There have been numerous occasion where techniques have been over applied. I think for the beginning, I would not have beginners train together. (Nikkyo hurts...that is all I can tell you.)

Conclusion:
You know, words are tricky, and often easy to misunderstand.

In no way am I trying to imply that I have the 'way to do it.'

I have only tried to point out some of the areas that seemed could be improved upon, both from my experience, and from what I have read from others here, in regards to class structure and training.

You can have an idea set up, but it does depend on what the individual puts into it, as you rightfully pointed out.

Peace

dAlen

macamboy 09-18-2009 05:59 AM

Re: Preparing for Test Outside of Regular Class Time
 
I remember when I was preparing for my first grading test, I was given a photocopy of the nine basic techniques from the book "Aikido and the Dynamic Sphere".
When I'd come home from school I'd spend around 1/2 hour just going through the moves by myself, refering to these copies.
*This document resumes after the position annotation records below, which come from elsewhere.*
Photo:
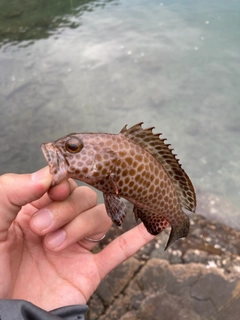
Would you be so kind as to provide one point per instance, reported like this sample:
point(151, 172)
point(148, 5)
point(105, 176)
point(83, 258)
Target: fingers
point(66, 222)
point(16, 191)
point(122, 248)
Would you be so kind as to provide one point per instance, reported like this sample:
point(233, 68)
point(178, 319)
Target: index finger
point(18, 190)
point(122, 248)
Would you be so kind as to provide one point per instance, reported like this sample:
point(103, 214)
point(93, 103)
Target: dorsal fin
point(161, 152)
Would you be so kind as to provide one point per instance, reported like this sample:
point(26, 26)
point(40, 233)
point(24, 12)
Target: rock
point(168, 308)
point(196, 278)
point(112, 285)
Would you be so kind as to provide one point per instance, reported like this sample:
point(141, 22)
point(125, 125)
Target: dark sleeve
point(23, 310)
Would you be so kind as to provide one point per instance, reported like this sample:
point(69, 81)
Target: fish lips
point(56, 162)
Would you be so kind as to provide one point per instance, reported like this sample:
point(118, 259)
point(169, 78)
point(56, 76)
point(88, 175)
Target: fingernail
point(55, 239)
point(40, 174)
point(42, 219)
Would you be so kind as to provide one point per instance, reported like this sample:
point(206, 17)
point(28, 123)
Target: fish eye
point(73, 145)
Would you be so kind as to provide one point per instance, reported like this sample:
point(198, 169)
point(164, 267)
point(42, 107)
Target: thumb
point(16, 190)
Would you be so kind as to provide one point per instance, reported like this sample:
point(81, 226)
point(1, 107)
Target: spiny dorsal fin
point(161, 151)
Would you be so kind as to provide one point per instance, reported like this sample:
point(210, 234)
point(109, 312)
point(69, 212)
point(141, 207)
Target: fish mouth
point(56, 162)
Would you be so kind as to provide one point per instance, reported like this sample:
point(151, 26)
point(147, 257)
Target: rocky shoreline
point(196, 278)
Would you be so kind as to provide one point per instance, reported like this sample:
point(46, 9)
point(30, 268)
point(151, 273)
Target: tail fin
point(179, 231)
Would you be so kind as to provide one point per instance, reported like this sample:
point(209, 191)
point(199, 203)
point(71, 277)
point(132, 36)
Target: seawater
point(75, 66)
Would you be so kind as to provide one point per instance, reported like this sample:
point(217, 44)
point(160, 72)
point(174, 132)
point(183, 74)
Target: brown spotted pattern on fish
point(134, 164)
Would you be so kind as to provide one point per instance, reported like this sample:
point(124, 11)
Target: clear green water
point(75, 66)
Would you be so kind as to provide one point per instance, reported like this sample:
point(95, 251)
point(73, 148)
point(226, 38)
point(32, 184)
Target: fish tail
point(179, 231)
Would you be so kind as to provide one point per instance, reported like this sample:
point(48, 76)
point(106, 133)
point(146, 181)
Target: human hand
point(45, 258)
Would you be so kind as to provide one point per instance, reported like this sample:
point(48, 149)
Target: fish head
point(71, 156)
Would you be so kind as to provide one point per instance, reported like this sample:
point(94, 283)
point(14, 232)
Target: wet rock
point(168, 307)
point(112, 285)
point(196, 278)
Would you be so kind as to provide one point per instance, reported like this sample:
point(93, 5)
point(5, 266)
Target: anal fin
point(154, 223)
point(116, 208)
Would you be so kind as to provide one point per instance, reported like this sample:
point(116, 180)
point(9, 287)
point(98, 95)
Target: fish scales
point(127, 165)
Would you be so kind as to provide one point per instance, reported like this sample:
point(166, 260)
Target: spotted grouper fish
point(135, 164)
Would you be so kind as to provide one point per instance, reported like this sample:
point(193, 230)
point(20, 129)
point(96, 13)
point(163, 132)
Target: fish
point(135, 164)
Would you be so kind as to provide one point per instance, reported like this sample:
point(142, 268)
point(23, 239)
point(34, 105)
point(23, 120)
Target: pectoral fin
point(154, 223)
point(116, 208)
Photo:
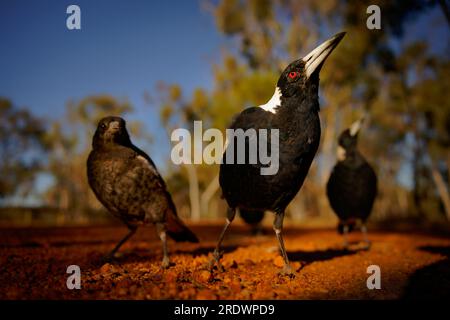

This helped enormously, as I only trained at a dojo for 2 hours a week.

Returning to Aikido after a lengthy break, I intend to practise at home again, hopefully with the help of my 15 year old son.

You only get out of something what you put into it, therefore training in your own time has to be of benefit, albeit I can see the greater benefit of training with others from your dojo outside of class times.

MattMiddleton 10-15-2009 01:19 PM

Re: Preparing for Test Outside of Regular Class Time
 
I found that practice outside of the regular classes helped a great deal; my uke was kind enough to take time in between and after classes to work with me, and some of the other students helped me during the few "open" classes I attended before the test. Actually, the "open" class 2 days before the test was really valuable, since someone was able to give me a bit of a trick that helped me with my katatetori shihonage.